Lifestyle Changes That May Lower Your Risk of Alzheimer’s

Prioritize Brain-Boosting Nutrition
- Fresh fruits and vegetables (rich in vitamins, minerals, and antioxidants)
- Whole grains (for steady energy and improved cognitive function)
- Healthy fats like olive oil and avocado (to protect neural pathways)
- Lean proteins such as fish, poultry, and legumes (which contain omega-3 fatty acids beneficial for brain health)

Stay Physically Active and Socially Engaged
Cardio activities like walking, swimming, or cycling are especially beneficial. Aim for at least 150 minutes of moderate aerobic exercise each week.

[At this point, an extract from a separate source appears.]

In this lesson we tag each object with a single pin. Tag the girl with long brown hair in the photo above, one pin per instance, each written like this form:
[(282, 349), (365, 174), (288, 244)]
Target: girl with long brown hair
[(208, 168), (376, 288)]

Strength training and balance exercises also help maintain mobility and reduce the risk of falls, which can indirectly affect cognitive health.
Challenge Your Brain and Manage Stress
Some effective mental workouts include:
- Learning a new skill or language
- Playing strategy games or solving puzzles
- Practicing a musical instrument
- Reading and discussing books or articles
Creating a consistent sleep routine is also essential. Poor sleep quality or untreated sleep disorders like sleep apnea are linked to higher Alzheimer’s risk. Aim for 7–9 hours of quality rest each night to allow your brain to clear toxins and consolidate memories.

Taking Action for a Healthier Future
While there is no guaranteed way to prevent Alzheimer’s, adopting these lifestyle changes nourishing your body with brain-healthy foods, staying physically and socially active, and keeping your mind challenged while managing stress can significantly improve your chances of maintaining cognitive health as you age.